Separate Anything Audio You Describe


Computational Auditory Scene Analysis (CASA) is a field within audio signal processing that focuses on separating and understanding individual sound sources in complex auditory environments. A new approach to CASA is language-queried audio source separation (LASS), introduced in InterSpeech 2022. The purpose of LASS is to separate a target sound from an audio mixture based on a natural language query, resulting in a natural and scalable interface for digital audio applications. Despite achieving excellent separation performance on sources (such as musical instruments and a small class of audio events), recent efforts on LASS are yet to be able to separate audio concepts in the open domain settings.

To combat those challenges, researchers have developed AudioSep – separate anything audio model, a foundation model showcasing impressive zero-shot generalization across tasks and strong separation capabilities in speech augmentation, audio event separation, and musical instrument separation.

AudioSep has two key components: a text encoder and a separation model. A text encoder of CLIP, or CLAP, is used to extract text embedding. Next, a 30-layer ResUNet consisting of 6 encoders and six decoder blocks on universal sound separation is utilized. Each encoder block consists of two convolutional layers with kernel sizes of 3 ? 3. The AudioSep model is trained for 1M steps on 8 Tesla V100 GPU cards.

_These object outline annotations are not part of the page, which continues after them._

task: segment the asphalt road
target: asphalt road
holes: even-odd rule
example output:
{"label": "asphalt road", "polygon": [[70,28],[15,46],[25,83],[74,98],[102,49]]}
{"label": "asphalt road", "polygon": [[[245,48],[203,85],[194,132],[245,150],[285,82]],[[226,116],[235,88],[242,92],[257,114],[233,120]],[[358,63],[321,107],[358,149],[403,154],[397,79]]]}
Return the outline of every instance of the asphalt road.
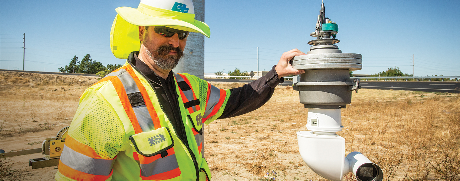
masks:
{"label": "asphalt road", "polygon": [[[205,78],[207,81],[250,82],[250,80]],[[282,86],[292,85],[292,81],[285,80]],[[361,88],[405,90],[424,92],[460,93],[460,82],[361,81]]]}
{"label": "asphalt road", "polygon": [[[234,79],[230,78],[205,78],[206,81],[217,82],[245,82],[249,83],[251,82],[251,80],[248,79]],[[278,84],[281,86],[292,86],[292,80],[284,80],[284,82]]]}
{"label": "asphalt road", "polygon": [[460,82],[361,81],[362,88],[460,93]]}
{"label": "asphalt road", "polygon": [[[1,70],[0,71],[13,71],[48,74],[75,76],[98,76],[96,74],[85,74],[71,73],[47,72],[34,71],[23,71],[12,70]],[[238,82],[249,83],[251,80],[220,78],[205,78],[207,81],[218,82]],[[281,86],[292,85],[292,80],[285,80]],[[405,82],[405,81],[361,81],[362,88],[383,90],[405,90],[424,92],[435,92],[460,93],[460,82]]]}

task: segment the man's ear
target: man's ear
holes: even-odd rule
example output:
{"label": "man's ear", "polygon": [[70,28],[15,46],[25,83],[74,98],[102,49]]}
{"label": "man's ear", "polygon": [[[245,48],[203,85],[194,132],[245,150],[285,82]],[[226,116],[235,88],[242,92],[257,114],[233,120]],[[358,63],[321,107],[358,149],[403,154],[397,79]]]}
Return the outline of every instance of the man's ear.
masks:
{"label": "man's ear", "polygon": [[139,40],[140,41],[144,40],[144,35],[145,33],[145,27],[139,26]]}

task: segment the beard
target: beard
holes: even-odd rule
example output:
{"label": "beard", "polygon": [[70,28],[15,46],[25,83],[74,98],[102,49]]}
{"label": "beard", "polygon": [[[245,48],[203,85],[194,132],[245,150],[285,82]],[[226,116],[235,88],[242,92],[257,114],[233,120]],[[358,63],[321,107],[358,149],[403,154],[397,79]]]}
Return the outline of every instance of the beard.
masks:
{"label": "beard", "polygon": [[[145,43],[146,44],[149,44],[148,42]],[[144,44],[144,47],[147,47]],[[176,50],[177,55],[168,55],[172,50]],[[184,55],[182,49],[179,47],[174,47],[170,45],[160,46],[158,49],[153,51],[153,54],[147,49],[147,48],[145,48],[145,53],[152,59],[156,66],[163,70],[172,70],[177,66],[179,60]]]}

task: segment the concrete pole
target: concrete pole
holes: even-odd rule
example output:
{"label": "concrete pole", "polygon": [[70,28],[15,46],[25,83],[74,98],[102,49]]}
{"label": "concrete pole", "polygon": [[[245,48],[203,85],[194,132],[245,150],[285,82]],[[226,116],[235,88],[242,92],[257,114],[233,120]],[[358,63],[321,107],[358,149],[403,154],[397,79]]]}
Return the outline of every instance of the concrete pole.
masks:
{"label": "concrete pole", "polygon": [[[192,0],[195,11],[195,19],[204,22],[204,0]],[[172,71],[187,73],[204,78],[204,38],[199,33],[190,32],[187,38],[184,56]]]}

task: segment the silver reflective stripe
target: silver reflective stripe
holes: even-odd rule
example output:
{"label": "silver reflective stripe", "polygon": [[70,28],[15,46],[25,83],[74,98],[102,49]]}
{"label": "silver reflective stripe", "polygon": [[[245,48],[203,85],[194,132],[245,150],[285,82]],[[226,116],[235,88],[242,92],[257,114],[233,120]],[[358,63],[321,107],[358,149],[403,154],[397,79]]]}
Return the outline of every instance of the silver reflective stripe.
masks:
{"label": "silver reflective stripe", "polygon": [[200,144],[203,142],[203,140],[201,139],[201,135],[200,135],[199,133],[195,135],[195,141],[196,141],[196,146],[200,146]]}
{"label": "silver reflective stripe", "polygon": [[94,159],[77,152],[64,145],[60,158],[62,163],[74,170],[87,174],[109,176],[115,159]]}
{"label": "silver reflective stripe", "polygon": [[209,86],[211,86],[211,88],[209,89],[211,93],[209,93],[209,99],[207,100],[207,103],[206,104],[206,109],[205,110],[204,114],[203,115],[203,118],[209,115],[220,99],[220,89],[212,85],[209,84]]}
{"label": "silver reflective stripe", "polygon": [[132,108],[138,118],[138,122],[141,126],[143,132],[149,132],[155,130],[155,126],[153,124],[152,117],[150,116],[149,110],[145,105],[139,105]]}
{"label": "silver reflective stripe", "polygon": [[144,176],[150,176],[179,168],[176,159],[176,154],[161,158],[149,164],[141,164],[141,174]]}
{"label": "silver reflective stripe", "polygon": [[132,79],[131,75],[129,75],[129,73],[127,71],[125,71],[118,75],[118,78],[120,79],[120,80],[121,81],[121,83],[123,83],[123,86],[125,87],[125,91],[126,91],[126,93],[131,93],[139,92],[139,88],[138,88],[138,86],[136,85],[134,79]]}
{"label": "silver reflective stripe", "polygon": [[[176,74],[176,73],[174,73],[174,77],[176,77],[176,80],[178,82],[185,82],[185,80],[184,79],[184,78],[182,78],[182,77],[180,77],[180,76],[179,75],[179,74]],[[187,82],[185,82],[185,83],[187,83]],[[189,86],[190,86],[190,85],[189,85]],[[179,89],[180,89],[180,88],[179,88]],[[180,90],[182,91],[182,90],[180,89]],[[182,91],[182,92],[184,93],[184,95],[185,96],[185,97],[187,98],[187,99],[189,101],[192,101],[193,100],[195,100],[195,99],[193,99],[193,91],[192,91],[191,89],[190,89],[190,90],[189,90],[185,91]],[[196,111],[196,107],[195,107],[195,106],[192,106],[192,109],[193,109],[193,112],[195,112],[195,111]]]}
{"label": "silver reflective stripe", "polygon": [[176,81],[177,81],[177,82],[182,82],[182,81],[185,81],[185,80],[184,80],[184,78],[182,78],[182,77],[180,77],[180,76],[179,76],[179,74],[178,74],[174,73],[174,72],[173,72],[172,74],[174,74],[174,77],[176,77]]}
{"label": "silver reflective stripe", "polygon": [[[123,87],[125,88],[125,91],[126,92],[126,93],[128,94],[140,92],[139,91],[139,88],[138,88],[137,85],[136,84],[136,82],[134,82],[134,79],[132,78],[132,77],[131,77],[131,75],[127,71],[125,71],[119,75],[118,78],[121,82],[121,83],[123,84]],[[145,100],[144,100],[144,101],[145,101]],[[149,110],[145,104],[133,107],[132,110],[134,111],[134,114],[136,115],[136,118],[138,119],[138,122],[139,123],[139,126],[140,126],[141,129],[142,129],[142,132],[148,132],[155,129],[155,126],[153,124],[153,121],[152,120],[152,117],[150,116]]]}
{"label": "silver reflective stripe", "polygon": [[[192,89],[190,89],[186,91],[182,91],[182,92],[184,93],[184,95],[185,96],[185,97],[187,98],[187,99],[189,101],[195,100],[193,99],[193,91],[192,91]],[[191,107],[192,109],[193,109],[193,112],[195,112],[196,111],[196,107],[195,107],[195,106],[192,106]]]}
{"label": "silver reflective stripe", "polygon": [[201,157],[204,158],[204,142],[203,141],[204,141],[204,134],[202,134],[200,137],[201,137],[201,142],[203,143],[203,144],[201,144]]}
{"label": "silver reflective stripe", "polygon": [[112,71],[107,74],[105,77],[110,77],[110,76],[118,76],[119,75],[123,73],[123,72],[126,71],[126,69],[121,69],[116,71]]}

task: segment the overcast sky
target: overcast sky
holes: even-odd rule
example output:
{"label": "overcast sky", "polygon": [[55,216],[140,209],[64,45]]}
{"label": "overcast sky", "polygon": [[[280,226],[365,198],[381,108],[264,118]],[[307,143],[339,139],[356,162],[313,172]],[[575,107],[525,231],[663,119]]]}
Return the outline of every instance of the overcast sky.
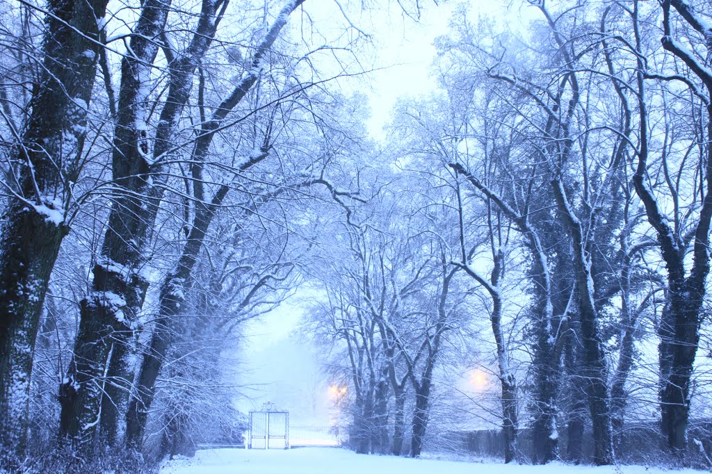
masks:
{"label": "overcast sky", "polygon": [[[333,0],[318,0],[330,5],[325,16],[340,14]],[[426,95],[435,87],[430,66],[435,54],[434,40],[447,32],[449,18],[457,2],[429,4],[419,22],[404,18],[394,2],[377,14],[365,11],[350,19],[373,36],[379,68],[369,75],[367,94],[372,110],[370,133],[383,139],[382,127],[389,120],[396,100],[401,96]],[[473,15],[498,15],[514,28],[520,28],[533,9],[515,2],[510,6],[487,0],[468,2]],[[312,7],[313,9],[314,7]],[[325,20],[322,20],[325,21]],[[239,351],[241,371],[237,381],[247,386],[239,406],[247,412],[259,409],[266,401],[288,410],[298,424],[326,425],[333,411],[329,384],[315,354],[318,350],[296,334],[304,310],[298,302],[301,292],[281,307],[247,325]],[[244,370],[241,369],[244,368]]]}

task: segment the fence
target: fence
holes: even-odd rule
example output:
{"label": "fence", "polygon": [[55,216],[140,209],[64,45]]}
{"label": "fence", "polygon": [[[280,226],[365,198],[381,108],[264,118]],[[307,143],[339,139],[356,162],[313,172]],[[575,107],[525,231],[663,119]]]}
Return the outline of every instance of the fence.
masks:
{"label": "fence", "polygon": [[348,441],[348,430],[340,426],[289,427],[289,444],[298,446],[340,446]]}

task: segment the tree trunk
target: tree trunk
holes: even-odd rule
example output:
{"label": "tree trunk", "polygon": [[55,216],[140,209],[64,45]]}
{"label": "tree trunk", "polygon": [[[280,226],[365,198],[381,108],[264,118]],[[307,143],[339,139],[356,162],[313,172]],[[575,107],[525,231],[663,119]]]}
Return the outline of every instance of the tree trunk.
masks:
{"label": "tree trunk", "polygon": [[399,456],[403,453],[403,437],[405,435],[405,391],[399,390],[395,395],[395,409],[393,414],[393,445],[391,453]]}
{"label": "tree trunk", "polygon": [[413,436],[411,438],[410,457],[419,458],[423,451],[425,431],[428,427],[430,404],[430,380],[424,380],[415,390],[415,410],[413,411]]}
{"label": "tree trunk", "polygon": [[552,181],[559,214],[565,228],[573,240],[573,266],[578,295],[578,312],[583,345],[582,374],[587,381],[587,395],[593,423],[593,462],[597,465],[613,463],[613,438],[608,403],[607,370],[594,303],[593,279],[589,253],[585,249],[584,231],[580,221],[566,199],[563,185]]}
{"label": "tree trunk", "polygon": [[44,58],[21,143],[23,199],[6,211],[0,252],[0,451],[23,456],[35,339],[50,274],[68,228],[68,186],[78,179],[105,0],[51,0]]}

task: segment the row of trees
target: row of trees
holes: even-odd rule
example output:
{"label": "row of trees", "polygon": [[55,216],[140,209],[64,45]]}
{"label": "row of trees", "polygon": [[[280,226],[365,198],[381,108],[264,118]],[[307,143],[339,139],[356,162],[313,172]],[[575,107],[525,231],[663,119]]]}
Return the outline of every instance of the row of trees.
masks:
{"label": "row of trees", "polygon": [[330,232],[313,319],[360,451],[401,453],[407,399],[419,455],[439,367],[462,367],[482,314],[506,460],[525,428],[535,462],[581,460],[590,430],[609,464],[656,418],[673,458],[703,451],[688,435],[708,400],[708,5],[550,3],[522,7],[523,34],[456,13],[439,90],[394,112],[391,180]]}
{"label": "row of trees", "polygon": [[293,216],[353,135],[328,85],[360,35],[303,3],[3,4],[0,467],[236,431],[226,351],[298,281]]}

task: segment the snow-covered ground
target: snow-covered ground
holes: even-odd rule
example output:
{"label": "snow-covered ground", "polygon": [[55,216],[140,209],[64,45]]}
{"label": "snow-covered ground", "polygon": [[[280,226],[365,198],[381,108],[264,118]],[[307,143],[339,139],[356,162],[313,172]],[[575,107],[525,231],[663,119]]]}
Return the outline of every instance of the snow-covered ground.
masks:
{"label": "snow-covered ground", "polygon": [[[698,473],[680,470],[676,474]],[[199,451],[192,459],[174,460],[161,474],[661,474],[643,466],[545,466],[466,463],[439,459],[409,459],[355,454],[337,448],[290,450],[213,449]]]}

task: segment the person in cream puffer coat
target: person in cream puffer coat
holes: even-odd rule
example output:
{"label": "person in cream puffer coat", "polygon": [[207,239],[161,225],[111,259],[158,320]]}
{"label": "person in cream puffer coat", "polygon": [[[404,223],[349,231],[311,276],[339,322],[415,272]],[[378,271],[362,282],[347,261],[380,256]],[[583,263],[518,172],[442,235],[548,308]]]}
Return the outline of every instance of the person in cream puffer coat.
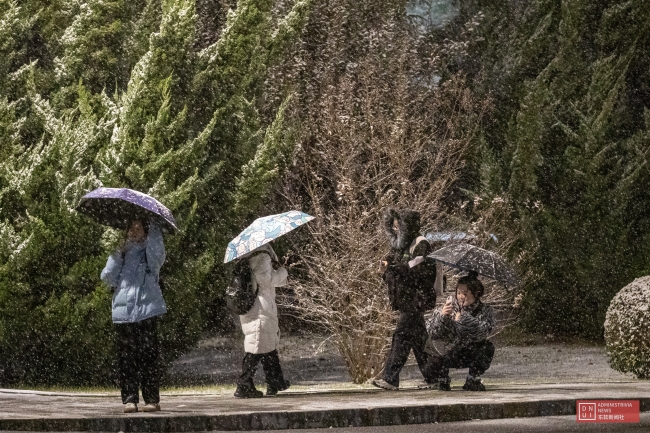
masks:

AudioSep is extensively evaluated over its capabilities on tasks such as audio event separation, musical instrument separation, and speech enhancement. It demonstrated strong separation performance and impressive zero-shot generalization ability using audio captions or text labels as queries, substantially outperforming previous audio-queried and language-queried sound separation models.

Researchers used the AudioSep-CLAP model to visualize spectrograms for audio mixtures and ground-truth target audio sources, as well as separate sources using text queries of varied sound sources (e.g., audio event, voice). The spectrogram pattern of the separated source was found to be similar to that of the ground truth source, which was consistent with the objective experimental results.

They found that using the “original caption” as text queries instead of the “text label” significantly improved performance. This was due to the fact that human-annotated captions provide more detailed and precise descriptions of the source of interest than audio event labels. Despite the personalized nature and variable word distribution of re-annotated captions, the results achieved using the “re-annotated caption” were somewhat poorer than those obtained using the “original caption” while still beating the results obtained with the “text label.” These findings proved the robustness and promising nature of AudioSep with respect to real-world scenarios and have become the tool to separate anything we describe to it.

The next step in the journey of AudioSep is separation via unsupervised learning techniques and extension of the current work to vision-queried separation, audio-queried separation, and speaker separation tasks.